The good news is I’ve learned to adapt and to adjust. Yes, I take medications. But more than that, I respect my condition and keep a watchful eye on it. Remember when I said I’m generally known to be a jolly person? I’ve always been a laugher, and since I know that laughter is a natural antidepressant, I laugh every day— not just because I like the giddiness, but because it helps me maintain a positive outlook. Reruns of FRIENDS and my collection of Calvin and Hobbes comics work magic, as do intriguing conversations with interesting people, innocent flirting, great music, being social, and enjoying family time. I write. I make jewelry. For awhile, I baked away the blues and really gave Betty Crocker a run for her money! Especially helpful is having a husband who understands and is fiercely supportive of my needs. During low periods I don’t watch sad movies, read scary books, or listen to news reports about tragic events. Instead, I fill my mind with things that are happy and positive. I also read devotional books, talk to God, and meditate on the Psalms. That King David could really turn a phrase.
I also leave my own head and turn my thoughts outward. My dysthymia (with its episodes of anxiety and outright depression) has actually made me more empathetic and less judgemental. If people are incapable of knowing the twists and pivots of my mind, if they can’t feel what I’m feeling on a given day, then how can I know and feel them?

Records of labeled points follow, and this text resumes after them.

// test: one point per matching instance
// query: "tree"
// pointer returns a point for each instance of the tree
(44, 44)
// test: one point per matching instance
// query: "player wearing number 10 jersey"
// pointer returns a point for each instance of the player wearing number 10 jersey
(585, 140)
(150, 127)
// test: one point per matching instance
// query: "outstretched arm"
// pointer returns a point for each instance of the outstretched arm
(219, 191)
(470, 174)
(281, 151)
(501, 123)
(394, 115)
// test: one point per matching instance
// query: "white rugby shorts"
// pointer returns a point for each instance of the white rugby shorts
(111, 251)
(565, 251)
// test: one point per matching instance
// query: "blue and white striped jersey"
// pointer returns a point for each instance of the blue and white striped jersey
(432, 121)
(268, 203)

We are really, truly, all in this life together, and just as I’ve had to reach out for a strong shoulder or an attentive listener, I am determined to be those things for others in need.
Some studies have suggested that creative types (like me) are more susceptible to depressive disorders. Perhaps it’s because we are a bit more aware of, or in tune with, or at the mercy of, our emotions. The term tortured artist was coined for a reason. But I’m certainly not looking for sympathy. After all, I’m not the only person who struggles to manage anxiety or depression. If the statistics are correct, anywhere one hundred people are gathered, at least 10 of them are suffering. Life has dealt those of us living with depression similar hands, and even though we have to play them wisely, we’re still in the game. Don’t you doubt that for a minute!